CNN’s Acosta After Coronavirus Briefing: Trump ‘Is Scared’ — ‘We Could All Feel That in the Room’
Tuesday on CNN’s “Anderson Cooper 360,” network White House correspondent Jim Acosta said at the coronavirus press conference President Donald Trump seemed “scared.”
He said, “Anderson, I will tell you in seven years I have covered the White House, that is the most stunning briefing I have ever sat through. To have public health officials come in and try to explain to the American people that they need to come to grips with the fact – or the very strong likelihood that we’re going to see 100,000 to 200,000 Americans die over the next couple months from the coronavirus. I have to tell you — it was just downright chilling.”
Acosta continued, “I will say in terms of what the president was saying in the briefing room, this was President Trump changing his tune on the coronavirus. At one point he said it’s not the flu, it’s vicious. That’s after he has compared it to the coronavirus in the past. You mentioned just a few moments ago where he was advising that Americans perhaps start wearing scarves because of these recommendations that are starting to come from people like Dr. Fauci that perhaps wearing masks in public might be a good idea. At one point, the president said we’re about to enter a ruff two-week period. This is just a stark contrast from what the president was saying a couple of weeks ago and how he’s been describing this coronavirus all along.”
Acosta added, “The other thing I think needs to be pointed out, at one point the president, when I asked him, you know, could we have mitigated this a lot better? Could we have reduced the number of people facing, you know, the possible likelihood that they may die over the next couple of months? The president said, you see what happens when you get off to a late start? He was pointing the finger at that point at New York state and other areas that weren’t really mitigating very strongly at first. But, Anderson, the same thing could be said of the president. He got off to a late start because of the way he was telling people that this was going to go away, that this was going to miraculously disappear, and so on. I tried to press the president on that at a number of points, and he said, you know, when he was pressed on this, he said he simply wanted to keep people in good spirits, that he didn’t want to be somebody who was passing along bad news and he wanted to be an optimist and so on.
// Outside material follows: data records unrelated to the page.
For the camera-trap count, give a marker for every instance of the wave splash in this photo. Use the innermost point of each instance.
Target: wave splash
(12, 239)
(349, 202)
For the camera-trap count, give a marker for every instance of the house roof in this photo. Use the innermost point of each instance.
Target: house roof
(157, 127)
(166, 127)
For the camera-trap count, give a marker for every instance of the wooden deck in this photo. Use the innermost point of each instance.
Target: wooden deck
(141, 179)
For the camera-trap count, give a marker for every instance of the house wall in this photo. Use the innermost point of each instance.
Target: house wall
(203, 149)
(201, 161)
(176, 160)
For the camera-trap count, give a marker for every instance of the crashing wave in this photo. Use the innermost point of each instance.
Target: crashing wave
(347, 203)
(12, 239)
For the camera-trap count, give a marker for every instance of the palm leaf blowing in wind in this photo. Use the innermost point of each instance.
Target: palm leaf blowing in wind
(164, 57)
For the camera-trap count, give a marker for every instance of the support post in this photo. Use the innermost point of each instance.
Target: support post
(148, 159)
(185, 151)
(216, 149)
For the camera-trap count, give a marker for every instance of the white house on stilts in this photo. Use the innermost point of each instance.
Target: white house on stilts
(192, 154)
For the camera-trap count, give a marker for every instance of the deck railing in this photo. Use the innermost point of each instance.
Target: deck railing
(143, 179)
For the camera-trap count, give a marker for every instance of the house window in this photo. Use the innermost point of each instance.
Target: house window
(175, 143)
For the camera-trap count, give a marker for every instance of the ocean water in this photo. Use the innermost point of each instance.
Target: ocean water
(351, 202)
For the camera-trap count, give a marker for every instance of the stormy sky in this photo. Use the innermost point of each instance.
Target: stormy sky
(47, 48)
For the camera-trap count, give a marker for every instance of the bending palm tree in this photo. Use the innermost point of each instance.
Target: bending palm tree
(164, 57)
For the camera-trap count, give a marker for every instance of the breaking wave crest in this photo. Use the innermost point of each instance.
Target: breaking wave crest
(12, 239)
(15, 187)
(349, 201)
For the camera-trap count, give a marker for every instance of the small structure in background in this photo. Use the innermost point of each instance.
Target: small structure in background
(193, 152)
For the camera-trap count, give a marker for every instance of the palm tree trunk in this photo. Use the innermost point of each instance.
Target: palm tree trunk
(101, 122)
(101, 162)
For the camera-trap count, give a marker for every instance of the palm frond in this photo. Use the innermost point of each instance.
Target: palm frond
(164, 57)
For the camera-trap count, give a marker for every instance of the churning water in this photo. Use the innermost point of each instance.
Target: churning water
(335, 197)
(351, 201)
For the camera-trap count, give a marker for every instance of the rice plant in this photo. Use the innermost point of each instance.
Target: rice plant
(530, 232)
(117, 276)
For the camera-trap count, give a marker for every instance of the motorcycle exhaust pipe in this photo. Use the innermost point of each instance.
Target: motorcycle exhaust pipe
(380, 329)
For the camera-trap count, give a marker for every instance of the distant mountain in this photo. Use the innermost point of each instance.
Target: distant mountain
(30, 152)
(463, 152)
But I have to tell you, Anderson, I’ve never seen President Trump like this. I know people might say, well, you know, I can’t ever trust him. He’s a phony and so on. People may say that. Anderson, I have to tell you sitting in that room that close to him, I’ve never seen President Trump like this. I think, to some extent, he is scared right now, Anderson, and we could all feel that in the room.”
“I think there are going to be so many lessons learned moving forward, Anderson,” Acosta said. “The stark message we got in the briefing room this evening is unmistakable. This country is about to go through a horrendous, terrible experience, and I have to tell you, people may not believe the president when he says any of this, and I have been — you and I’ve been, you know, pretty critical of him from time to time. This was a different Donald Trump tonight. I think he gets it, Anderson.”